There will be five 55-minute tutorial sessions on September 24.

Tutorial #1

Introduction to Axiomatic Design Theory
Mary Kathryn Thompson

Department of Mechanical Engineering
Technical University of Denmark

Axiomatic Design (AD) Theory is one of the most comprehensive and well-established engineering design theories developed to date. This tutorial will provide a brief overview of AD, its history, and the motivation for its development. It will present the axiomatic design process, key concepts and vocabulary associated with AD, and the design axioms. The material is based primarily on Suh’s books The Principles of Design (1990) and Axiomatic Design: Advances and Applications (2001). No previous knowledge of AD is required or expected. Everyone is welcome.

Tutorial #2

Dealing with redundant designs
António Gonçalves-Coelho
Department of Mechanical Engineering
Universidade Nova de Lisboa

The term “redundancy” is usually employed to mean some needless repetition. In engineering design, however, redundancy seldom means worthlessness. Several cases of engineering redundancy promptly come to our minds, as for example the retractable hydraulic-powered landing gears of aircraft that are backed-up by hand-operated mechanical systems. Redundancy can also make “design objects” more suitable to the working conditions, thus enhancing their usability and/or reliability. Axiomatic Design is quite appropriate to deal with redundancy and this tutorial will show how to identify redundancy and how to develop redundant designs taking into account the independence axiom.

Tutorial #3

 The Linearity Theorem and its influence in design parameter selection
Efrén Moreno Benavides
Department of Aerospace Propulsion and Fluid Mechanics
Universidad Politécnica de Madrid
Joan B. Rodríguez

In engineering challenges, the laws of physics establish the relationships between functional requirements, constraints and design parameters, whereas Axiomatic Design establishes the conceptual formulation of the rules that will drive the engineer’s decisions towards a leader product. As Axiomatic Design is optimal to define the concept of “best” design, this tutorial explores how it is used in order to identify the appropriate set of design parameters among the ones available from the formal formulation of the design problem. In this context, the Linearity Theorem appears as a suitable rationale to select the best design parameters in accordance with the principles of Axiomatic Design.

Tutorial #4

Teaching and Learning Axiomatic Design in Several Contexts
Christopher A. Brown
Worcester Polytechnic Institute

Teaching Axiomatic Design (AD) is approached as a basic problem in AD.  The tutorial is intended primarily for people who will be teaching AD.   For people new to AD this tutorial also will be interesting as a case study in using AD to solve this particular kind of problem.  The tutorial assumes knowledge of AD at a basic level, and will be within reach of those who have followed tutorial #1 by Prof.

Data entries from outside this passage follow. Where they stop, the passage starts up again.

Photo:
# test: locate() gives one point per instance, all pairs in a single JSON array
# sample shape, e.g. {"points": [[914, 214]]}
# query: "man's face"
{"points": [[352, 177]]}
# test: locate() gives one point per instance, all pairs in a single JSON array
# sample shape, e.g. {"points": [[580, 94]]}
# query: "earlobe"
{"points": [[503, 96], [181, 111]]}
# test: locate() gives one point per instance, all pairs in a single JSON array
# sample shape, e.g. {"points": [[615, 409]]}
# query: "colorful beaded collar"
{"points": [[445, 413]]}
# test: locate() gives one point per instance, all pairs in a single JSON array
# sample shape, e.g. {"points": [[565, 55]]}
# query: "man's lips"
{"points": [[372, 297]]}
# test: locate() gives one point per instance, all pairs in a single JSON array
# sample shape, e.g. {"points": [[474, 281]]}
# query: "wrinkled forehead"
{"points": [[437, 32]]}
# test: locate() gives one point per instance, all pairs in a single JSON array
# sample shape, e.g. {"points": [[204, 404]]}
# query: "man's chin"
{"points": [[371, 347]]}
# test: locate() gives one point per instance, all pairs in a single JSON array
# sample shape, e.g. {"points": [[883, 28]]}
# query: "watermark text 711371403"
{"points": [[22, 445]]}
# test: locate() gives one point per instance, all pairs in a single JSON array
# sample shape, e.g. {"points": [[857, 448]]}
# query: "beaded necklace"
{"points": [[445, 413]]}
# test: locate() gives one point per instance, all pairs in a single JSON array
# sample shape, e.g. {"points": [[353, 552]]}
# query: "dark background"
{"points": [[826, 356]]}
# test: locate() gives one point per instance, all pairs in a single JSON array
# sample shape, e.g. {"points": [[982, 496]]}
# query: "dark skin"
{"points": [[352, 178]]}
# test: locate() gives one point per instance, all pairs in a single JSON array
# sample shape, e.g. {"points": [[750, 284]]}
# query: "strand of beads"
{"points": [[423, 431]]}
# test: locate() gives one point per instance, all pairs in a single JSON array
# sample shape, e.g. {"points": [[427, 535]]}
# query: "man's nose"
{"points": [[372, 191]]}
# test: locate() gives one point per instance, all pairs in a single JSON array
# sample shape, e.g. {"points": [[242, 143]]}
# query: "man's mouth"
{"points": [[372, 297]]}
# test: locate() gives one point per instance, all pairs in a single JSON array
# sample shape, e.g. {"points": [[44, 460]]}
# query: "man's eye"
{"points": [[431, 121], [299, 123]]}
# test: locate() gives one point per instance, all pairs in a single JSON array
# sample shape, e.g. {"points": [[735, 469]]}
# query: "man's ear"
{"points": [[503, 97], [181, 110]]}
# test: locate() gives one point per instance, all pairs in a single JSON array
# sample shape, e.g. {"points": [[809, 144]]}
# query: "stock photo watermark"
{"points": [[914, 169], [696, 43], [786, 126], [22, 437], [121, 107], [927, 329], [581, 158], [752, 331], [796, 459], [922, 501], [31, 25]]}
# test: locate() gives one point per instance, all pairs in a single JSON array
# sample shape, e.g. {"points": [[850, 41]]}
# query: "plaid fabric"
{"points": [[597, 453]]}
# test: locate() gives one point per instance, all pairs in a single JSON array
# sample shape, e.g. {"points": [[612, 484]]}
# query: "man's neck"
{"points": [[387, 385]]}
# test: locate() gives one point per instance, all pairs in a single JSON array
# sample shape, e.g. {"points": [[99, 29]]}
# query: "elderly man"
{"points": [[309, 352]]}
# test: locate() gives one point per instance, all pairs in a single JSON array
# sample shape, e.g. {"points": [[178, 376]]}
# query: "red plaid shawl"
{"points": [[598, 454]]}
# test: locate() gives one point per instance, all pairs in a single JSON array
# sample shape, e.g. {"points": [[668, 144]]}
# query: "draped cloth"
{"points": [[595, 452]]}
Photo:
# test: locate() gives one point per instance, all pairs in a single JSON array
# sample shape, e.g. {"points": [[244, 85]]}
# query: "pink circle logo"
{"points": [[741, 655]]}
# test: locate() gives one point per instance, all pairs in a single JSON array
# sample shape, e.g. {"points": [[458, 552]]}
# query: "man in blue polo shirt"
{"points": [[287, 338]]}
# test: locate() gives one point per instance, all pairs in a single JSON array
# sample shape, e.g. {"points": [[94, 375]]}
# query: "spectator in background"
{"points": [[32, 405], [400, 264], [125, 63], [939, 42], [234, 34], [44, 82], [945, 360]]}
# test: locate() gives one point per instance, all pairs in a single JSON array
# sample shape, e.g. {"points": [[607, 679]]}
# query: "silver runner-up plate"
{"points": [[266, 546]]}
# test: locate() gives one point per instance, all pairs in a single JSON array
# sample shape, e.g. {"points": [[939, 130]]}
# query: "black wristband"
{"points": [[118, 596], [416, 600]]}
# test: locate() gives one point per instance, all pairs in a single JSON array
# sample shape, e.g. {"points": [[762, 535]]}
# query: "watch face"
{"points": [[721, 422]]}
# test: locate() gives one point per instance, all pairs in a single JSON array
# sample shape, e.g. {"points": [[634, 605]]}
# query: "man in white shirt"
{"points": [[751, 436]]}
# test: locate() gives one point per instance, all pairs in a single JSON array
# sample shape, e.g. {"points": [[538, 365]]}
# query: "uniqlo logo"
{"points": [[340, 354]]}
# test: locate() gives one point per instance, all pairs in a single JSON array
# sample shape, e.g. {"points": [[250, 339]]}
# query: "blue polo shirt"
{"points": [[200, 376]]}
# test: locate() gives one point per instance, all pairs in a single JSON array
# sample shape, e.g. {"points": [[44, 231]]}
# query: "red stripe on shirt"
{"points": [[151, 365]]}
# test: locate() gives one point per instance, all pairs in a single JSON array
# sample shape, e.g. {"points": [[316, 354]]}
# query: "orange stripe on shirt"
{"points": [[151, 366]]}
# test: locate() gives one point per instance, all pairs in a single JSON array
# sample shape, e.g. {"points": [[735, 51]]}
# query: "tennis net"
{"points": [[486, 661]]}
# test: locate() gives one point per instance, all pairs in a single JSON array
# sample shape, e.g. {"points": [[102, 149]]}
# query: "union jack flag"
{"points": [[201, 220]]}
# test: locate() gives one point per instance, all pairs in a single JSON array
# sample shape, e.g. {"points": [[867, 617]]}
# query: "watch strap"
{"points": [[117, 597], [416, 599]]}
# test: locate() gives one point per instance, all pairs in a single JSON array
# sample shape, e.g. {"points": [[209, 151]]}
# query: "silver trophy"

Thompson.   This tutorial addresses the teaching of AD in short courses to industry, or to other teachers, and in semester long university courses at grad or undergrad levels.  It will also be useful for people teaching AD in the context of project advising, at several levels, including industry and pre-university education.  Participants in this tutorial will be introduced to some advanced concepts in AD and be shown how they can be beneficial to teaching.  The material is based on more than three decades of using, teaching and developing AD.  FR0: provide the participants the most fundamental and powerful design tool in all of engineering, Axiomatic Design.

Tutorial #5

Mathematical Elucidations of Axiomatic Design Thru Case Studies
Hilario (Larry) Oh
MIT Park Center for Complex Systems

We use four successful case studies to elucidate the mathematical basis of Axiomatic Design: (1) Design of Wheel Cover; (2) Reducing Emergency Overcrowding; (3) Establishing The Operating Range of Crawler Crane; and (4) Reducing Tolerance Stack-up in Assembly. The first Case Study illustrates the implementation of two tasks in AD: eliminate the bias and reduce the spread. It is then possible to derive expressions using the design variables (DV), the noise variables (NV) and the design parameters (DP), which allow showing that the Jacobian matrix is made up of two sensitivity sub-matrices, [∂FR/∂DV] and [∂FR/∂NV]. Case Study 2 illustrates the instance when [∂FR/∂DV] shows dependent FRs. The sensitivity matrices can contain variables that may be used as DPs. Case Study 3 shows how a proper choice of the DPs places the crane in a stable operating range. Case Study 4 shows how choosing the DPs reduce tolerance stack-up in assemblies.